Dan Nataf is the director of the Center for the Study of Local Issues at Anne Arundel Community College. He is frequently quoted by the local press and often invited as a guest speaker to local entities such as political clubs and service organizations. He has provided color commentary during the 2002, 2004, and 2006 elections on Annapolis-based radio station, WNAV. He has also appeared on television on several occasions. Dan obtained his bachelor's degree from the University of California, Berkeley. Both his master's and doctorate in Political Science were obtained at the University of California, Los Angeles. He specialized in comparative politics, political sociology and research methods. He has taught at several colleges and universities including UCLA and UMBC. Since 1995, he has been with Anne Arundel Community College.

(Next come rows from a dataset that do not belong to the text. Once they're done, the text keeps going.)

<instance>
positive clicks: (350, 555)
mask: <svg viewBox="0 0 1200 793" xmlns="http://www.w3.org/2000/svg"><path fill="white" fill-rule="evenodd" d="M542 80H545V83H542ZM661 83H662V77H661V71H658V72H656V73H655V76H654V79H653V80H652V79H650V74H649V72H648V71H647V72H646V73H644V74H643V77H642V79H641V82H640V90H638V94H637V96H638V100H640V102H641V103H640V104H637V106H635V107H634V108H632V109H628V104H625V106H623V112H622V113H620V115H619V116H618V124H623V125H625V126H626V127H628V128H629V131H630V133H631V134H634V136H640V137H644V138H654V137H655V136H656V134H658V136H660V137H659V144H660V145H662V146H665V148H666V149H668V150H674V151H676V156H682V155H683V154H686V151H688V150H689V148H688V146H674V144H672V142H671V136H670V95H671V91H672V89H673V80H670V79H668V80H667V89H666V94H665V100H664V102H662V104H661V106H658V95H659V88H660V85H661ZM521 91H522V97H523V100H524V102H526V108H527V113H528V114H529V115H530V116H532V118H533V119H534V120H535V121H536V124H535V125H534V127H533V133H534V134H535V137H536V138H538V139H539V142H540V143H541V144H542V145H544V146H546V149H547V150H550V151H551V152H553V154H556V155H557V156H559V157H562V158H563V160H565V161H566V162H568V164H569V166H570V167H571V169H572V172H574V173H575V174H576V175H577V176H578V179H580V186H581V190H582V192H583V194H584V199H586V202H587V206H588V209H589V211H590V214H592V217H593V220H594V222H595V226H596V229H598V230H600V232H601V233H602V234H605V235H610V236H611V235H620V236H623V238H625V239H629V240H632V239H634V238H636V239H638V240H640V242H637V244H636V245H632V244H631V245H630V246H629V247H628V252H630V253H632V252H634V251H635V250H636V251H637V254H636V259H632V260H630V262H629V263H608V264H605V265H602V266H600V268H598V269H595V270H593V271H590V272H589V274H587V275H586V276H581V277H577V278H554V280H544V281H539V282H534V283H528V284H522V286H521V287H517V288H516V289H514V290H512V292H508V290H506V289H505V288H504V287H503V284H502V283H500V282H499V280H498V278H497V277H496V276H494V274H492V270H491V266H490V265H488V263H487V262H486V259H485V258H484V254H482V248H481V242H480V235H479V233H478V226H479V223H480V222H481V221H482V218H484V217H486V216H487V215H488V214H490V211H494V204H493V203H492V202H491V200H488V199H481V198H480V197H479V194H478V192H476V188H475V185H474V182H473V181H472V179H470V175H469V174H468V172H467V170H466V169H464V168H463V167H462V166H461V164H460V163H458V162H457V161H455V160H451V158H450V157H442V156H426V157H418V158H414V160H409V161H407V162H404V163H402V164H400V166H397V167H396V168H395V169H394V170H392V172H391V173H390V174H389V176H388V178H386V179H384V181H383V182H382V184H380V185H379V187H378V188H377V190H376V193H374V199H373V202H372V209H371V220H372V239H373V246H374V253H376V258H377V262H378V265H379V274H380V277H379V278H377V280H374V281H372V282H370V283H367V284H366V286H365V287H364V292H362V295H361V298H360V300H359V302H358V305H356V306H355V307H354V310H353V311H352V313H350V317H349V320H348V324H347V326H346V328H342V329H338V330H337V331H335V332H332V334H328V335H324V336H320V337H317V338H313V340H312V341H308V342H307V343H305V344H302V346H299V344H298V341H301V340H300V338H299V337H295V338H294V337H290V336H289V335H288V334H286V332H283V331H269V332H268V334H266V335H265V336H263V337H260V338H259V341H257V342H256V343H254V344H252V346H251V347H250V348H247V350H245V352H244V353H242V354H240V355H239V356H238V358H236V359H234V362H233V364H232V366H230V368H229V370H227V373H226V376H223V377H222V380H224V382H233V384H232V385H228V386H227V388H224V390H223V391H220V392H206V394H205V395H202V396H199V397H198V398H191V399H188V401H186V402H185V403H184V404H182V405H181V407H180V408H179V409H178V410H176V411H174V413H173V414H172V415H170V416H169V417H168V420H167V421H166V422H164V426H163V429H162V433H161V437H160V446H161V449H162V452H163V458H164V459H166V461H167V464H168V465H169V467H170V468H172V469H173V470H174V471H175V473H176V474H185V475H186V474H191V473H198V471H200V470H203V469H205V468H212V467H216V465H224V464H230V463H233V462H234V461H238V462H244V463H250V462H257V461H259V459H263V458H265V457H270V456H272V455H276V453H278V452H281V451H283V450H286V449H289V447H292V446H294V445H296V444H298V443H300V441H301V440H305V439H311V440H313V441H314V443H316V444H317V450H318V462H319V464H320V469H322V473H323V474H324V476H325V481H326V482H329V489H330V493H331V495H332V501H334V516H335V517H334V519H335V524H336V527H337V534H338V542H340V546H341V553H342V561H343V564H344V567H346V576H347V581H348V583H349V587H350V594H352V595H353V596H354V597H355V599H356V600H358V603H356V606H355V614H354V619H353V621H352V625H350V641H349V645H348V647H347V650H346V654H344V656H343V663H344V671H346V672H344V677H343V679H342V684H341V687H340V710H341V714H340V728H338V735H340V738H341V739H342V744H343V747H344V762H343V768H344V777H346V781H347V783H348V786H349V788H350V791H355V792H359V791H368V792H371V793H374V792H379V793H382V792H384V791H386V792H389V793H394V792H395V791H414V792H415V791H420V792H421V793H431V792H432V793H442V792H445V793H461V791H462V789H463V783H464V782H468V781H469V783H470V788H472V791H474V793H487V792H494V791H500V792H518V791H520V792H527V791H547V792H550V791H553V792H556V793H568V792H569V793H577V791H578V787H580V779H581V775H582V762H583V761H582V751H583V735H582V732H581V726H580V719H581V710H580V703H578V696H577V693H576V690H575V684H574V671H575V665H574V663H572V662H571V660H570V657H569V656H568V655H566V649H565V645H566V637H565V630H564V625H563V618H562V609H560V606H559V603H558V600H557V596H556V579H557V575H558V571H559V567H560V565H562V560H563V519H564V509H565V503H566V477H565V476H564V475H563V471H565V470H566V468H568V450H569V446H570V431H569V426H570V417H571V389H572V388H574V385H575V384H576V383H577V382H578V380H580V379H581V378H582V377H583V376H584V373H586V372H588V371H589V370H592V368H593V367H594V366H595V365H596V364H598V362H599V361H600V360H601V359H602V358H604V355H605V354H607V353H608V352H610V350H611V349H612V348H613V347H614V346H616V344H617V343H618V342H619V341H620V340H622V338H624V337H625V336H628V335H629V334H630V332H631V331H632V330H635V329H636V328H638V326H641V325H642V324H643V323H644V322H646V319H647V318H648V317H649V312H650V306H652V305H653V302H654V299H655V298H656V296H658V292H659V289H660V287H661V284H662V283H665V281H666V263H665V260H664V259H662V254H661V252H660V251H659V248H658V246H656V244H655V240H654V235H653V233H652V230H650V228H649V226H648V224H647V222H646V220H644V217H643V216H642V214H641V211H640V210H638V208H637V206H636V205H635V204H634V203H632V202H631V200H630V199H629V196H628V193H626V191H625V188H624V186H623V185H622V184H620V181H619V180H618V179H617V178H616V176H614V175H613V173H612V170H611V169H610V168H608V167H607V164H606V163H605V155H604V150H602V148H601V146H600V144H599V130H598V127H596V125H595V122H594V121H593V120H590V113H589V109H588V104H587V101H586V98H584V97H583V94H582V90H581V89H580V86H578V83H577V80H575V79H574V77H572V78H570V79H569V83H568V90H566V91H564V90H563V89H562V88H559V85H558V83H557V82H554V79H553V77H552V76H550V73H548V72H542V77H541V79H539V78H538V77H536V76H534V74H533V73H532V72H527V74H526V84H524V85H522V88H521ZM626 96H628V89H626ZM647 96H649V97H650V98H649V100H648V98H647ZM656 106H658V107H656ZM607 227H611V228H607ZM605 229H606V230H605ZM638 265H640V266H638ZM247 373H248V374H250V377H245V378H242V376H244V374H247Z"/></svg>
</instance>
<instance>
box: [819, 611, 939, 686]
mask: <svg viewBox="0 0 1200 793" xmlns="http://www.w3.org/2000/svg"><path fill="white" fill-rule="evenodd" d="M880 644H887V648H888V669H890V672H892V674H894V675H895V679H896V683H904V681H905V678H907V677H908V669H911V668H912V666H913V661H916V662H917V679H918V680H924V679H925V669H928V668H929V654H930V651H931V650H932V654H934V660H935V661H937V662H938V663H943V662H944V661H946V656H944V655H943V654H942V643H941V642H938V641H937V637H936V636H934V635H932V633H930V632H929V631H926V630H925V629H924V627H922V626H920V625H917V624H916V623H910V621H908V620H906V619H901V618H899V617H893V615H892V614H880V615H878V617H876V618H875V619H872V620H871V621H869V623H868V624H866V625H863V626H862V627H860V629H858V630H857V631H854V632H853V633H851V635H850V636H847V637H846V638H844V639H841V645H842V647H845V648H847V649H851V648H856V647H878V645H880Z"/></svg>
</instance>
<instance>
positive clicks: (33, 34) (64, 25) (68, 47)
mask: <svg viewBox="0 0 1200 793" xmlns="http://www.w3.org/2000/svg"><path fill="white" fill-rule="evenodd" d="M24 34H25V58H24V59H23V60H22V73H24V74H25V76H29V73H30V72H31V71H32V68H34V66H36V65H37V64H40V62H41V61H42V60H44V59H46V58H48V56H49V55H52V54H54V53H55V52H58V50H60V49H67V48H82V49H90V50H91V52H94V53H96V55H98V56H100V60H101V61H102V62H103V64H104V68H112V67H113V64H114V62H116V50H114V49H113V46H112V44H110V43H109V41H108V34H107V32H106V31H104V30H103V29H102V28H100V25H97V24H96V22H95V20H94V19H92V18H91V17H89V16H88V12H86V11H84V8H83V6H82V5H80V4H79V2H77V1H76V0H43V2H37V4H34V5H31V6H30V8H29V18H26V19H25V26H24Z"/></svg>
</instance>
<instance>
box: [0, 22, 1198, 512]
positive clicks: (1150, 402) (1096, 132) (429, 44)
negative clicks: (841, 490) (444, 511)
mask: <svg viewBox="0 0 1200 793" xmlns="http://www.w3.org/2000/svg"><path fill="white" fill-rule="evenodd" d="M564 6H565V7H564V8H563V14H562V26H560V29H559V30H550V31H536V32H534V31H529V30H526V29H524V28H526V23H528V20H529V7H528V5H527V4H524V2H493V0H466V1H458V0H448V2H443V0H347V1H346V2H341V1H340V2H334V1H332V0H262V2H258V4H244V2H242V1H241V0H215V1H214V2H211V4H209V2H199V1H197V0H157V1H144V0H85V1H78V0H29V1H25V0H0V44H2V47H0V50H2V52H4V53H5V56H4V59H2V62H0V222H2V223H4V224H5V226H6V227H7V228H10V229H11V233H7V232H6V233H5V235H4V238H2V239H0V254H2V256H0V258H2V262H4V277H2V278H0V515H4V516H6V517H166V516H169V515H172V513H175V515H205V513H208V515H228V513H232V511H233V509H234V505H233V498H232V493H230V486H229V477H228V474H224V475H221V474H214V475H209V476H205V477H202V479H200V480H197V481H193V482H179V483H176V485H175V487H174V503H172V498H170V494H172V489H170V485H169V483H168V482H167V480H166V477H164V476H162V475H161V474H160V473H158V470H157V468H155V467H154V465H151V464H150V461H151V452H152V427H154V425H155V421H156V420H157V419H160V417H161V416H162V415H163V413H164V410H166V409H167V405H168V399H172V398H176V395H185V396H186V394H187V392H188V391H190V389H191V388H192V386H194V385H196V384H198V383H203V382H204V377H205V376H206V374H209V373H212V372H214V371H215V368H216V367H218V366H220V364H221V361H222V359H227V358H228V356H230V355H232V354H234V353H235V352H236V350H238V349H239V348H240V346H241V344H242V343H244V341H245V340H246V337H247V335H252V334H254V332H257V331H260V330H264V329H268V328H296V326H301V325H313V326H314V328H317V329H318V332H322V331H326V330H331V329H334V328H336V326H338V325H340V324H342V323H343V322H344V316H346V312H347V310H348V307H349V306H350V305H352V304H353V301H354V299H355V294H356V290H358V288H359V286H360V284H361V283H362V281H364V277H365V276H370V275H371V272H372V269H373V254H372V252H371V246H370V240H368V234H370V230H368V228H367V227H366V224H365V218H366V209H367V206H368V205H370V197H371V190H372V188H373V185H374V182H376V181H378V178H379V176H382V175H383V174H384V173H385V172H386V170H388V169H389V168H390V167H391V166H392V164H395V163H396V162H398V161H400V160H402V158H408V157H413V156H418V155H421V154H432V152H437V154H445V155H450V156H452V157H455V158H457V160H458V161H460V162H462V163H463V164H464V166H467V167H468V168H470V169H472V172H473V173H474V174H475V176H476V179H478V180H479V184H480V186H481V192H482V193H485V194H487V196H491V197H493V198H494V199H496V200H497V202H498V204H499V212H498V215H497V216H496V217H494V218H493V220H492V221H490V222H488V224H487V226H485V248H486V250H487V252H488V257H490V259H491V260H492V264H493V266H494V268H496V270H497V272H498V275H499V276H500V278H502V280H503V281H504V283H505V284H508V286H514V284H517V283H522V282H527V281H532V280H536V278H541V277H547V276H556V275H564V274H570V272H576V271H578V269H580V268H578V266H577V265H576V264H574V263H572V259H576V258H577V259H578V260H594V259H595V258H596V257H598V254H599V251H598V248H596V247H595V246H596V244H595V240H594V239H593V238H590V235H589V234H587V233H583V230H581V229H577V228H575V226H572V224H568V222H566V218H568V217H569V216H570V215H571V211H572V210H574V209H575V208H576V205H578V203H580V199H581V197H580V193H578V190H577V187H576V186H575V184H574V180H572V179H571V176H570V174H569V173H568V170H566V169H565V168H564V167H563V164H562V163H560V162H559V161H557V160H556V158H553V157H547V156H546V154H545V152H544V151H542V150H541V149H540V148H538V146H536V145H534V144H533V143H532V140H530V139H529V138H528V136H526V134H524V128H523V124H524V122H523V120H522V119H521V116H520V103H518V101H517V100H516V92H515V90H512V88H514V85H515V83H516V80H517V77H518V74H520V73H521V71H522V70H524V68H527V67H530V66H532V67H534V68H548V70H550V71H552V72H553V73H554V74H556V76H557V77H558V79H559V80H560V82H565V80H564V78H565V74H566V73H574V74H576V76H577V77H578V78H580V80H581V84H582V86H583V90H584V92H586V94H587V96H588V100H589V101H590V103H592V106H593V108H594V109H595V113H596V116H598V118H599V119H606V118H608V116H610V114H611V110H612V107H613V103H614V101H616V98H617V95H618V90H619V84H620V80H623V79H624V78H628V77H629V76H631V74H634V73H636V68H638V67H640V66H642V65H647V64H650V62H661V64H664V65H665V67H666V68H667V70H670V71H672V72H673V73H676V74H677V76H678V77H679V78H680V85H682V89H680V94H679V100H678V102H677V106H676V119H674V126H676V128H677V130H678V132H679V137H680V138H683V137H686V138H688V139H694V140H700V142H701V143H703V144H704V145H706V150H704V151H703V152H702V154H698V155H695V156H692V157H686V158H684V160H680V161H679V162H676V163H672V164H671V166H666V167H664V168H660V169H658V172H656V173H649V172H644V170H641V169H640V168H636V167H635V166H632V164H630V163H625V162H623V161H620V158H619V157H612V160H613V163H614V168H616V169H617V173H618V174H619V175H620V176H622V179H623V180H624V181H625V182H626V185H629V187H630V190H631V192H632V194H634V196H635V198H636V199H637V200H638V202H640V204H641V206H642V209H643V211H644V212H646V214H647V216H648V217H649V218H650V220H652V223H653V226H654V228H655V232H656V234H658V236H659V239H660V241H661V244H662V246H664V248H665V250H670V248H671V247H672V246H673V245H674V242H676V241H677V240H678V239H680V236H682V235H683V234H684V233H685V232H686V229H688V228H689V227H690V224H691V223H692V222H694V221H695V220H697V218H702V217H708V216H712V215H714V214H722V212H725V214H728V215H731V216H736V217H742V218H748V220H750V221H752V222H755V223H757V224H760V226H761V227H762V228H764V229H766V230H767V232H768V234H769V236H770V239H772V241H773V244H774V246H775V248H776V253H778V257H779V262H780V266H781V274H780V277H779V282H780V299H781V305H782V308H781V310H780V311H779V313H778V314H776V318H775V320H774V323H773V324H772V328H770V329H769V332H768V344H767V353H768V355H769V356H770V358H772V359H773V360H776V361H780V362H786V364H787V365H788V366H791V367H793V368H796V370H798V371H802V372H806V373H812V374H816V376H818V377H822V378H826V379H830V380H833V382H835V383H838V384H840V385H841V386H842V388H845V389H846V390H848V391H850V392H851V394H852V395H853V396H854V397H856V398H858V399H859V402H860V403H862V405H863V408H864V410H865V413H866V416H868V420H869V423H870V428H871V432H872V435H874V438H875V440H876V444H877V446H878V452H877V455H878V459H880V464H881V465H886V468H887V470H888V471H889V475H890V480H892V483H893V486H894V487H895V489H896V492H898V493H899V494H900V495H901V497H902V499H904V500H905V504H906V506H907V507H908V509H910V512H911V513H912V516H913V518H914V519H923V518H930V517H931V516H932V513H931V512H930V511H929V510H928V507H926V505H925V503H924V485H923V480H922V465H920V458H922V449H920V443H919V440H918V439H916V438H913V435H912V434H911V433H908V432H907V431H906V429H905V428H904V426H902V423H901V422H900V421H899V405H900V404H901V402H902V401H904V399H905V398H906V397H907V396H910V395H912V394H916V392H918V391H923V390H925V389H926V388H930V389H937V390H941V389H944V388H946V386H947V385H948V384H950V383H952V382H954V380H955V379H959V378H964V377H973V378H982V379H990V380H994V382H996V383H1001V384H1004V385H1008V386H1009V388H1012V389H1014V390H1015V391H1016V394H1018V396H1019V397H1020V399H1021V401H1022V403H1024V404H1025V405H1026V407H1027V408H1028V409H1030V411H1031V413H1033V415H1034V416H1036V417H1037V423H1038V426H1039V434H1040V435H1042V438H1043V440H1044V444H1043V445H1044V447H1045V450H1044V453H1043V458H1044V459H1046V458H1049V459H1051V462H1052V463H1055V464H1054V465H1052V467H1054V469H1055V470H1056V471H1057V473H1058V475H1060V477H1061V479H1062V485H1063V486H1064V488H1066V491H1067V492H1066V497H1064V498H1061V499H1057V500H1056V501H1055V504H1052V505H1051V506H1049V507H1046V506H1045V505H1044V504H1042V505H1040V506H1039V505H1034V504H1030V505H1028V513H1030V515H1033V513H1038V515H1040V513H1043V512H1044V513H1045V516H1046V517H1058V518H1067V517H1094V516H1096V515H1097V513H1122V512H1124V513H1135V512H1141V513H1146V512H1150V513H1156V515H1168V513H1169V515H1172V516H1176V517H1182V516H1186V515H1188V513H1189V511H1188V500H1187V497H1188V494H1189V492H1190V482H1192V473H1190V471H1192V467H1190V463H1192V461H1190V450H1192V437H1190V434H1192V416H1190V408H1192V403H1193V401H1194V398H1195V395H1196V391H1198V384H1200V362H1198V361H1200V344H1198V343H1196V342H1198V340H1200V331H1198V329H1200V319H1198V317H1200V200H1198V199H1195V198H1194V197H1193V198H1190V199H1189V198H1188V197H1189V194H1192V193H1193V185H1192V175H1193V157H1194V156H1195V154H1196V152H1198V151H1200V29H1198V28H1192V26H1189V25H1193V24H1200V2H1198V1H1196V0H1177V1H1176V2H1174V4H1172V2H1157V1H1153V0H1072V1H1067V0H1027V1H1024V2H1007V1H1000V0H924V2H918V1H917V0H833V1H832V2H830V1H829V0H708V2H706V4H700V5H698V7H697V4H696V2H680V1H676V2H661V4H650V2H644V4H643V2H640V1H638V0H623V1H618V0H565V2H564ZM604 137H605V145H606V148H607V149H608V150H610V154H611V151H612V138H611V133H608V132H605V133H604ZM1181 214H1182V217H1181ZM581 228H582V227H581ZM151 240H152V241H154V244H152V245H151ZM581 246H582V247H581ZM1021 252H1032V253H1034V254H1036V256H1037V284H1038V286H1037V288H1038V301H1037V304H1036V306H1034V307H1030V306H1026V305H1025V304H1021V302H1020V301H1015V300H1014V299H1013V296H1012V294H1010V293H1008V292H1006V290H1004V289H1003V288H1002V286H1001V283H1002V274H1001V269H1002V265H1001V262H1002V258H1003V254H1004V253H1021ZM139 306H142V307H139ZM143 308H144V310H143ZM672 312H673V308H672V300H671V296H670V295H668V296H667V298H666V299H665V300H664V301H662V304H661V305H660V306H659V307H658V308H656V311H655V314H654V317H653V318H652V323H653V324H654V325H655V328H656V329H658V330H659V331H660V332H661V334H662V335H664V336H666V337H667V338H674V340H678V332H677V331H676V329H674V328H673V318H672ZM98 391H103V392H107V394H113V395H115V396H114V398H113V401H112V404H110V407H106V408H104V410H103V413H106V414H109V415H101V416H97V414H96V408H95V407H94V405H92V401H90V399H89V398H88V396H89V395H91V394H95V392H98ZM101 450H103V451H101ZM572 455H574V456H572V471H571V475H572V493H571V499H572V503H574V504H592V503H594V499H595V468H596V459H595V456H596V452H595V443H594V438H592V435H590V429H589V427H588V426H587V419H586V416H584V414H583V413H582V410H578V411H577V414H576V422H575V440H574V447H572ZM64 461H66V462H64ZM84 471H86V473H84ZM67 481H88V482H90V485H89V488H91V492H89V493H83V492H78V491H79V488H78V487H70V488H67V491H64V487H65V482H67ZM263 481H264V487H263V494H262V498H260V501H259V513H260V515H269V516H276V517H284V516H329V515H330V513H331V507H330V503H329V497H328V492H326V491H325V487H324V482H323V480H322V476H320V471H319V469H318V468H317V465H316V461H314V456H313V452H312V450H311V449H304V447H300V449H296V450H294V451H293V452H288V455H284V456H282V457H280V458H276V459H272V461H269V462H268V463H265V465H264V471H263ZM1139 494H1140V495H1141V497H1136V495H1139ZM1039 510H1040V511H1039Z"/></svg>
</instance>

Howard Ernst serves as an Associate Professor of Political Science at the United States Naval Academy and Senior Scholar at University of Virginia's Center for Politics. He directs the Environmental Leadership Program at Gettysburg College's Eisenhower Institute and is the Director of the Kohler Environmental Center at Choate Rosemary Hall in Wallingford, CT. Howard received his Ph.D. from the Woodrow Wilson School of Government and Foreign Affairs at the University of Virginia in the spring of 2000. His research focuses on the American political system and gives close attention to citizen influence over the environmental policy process.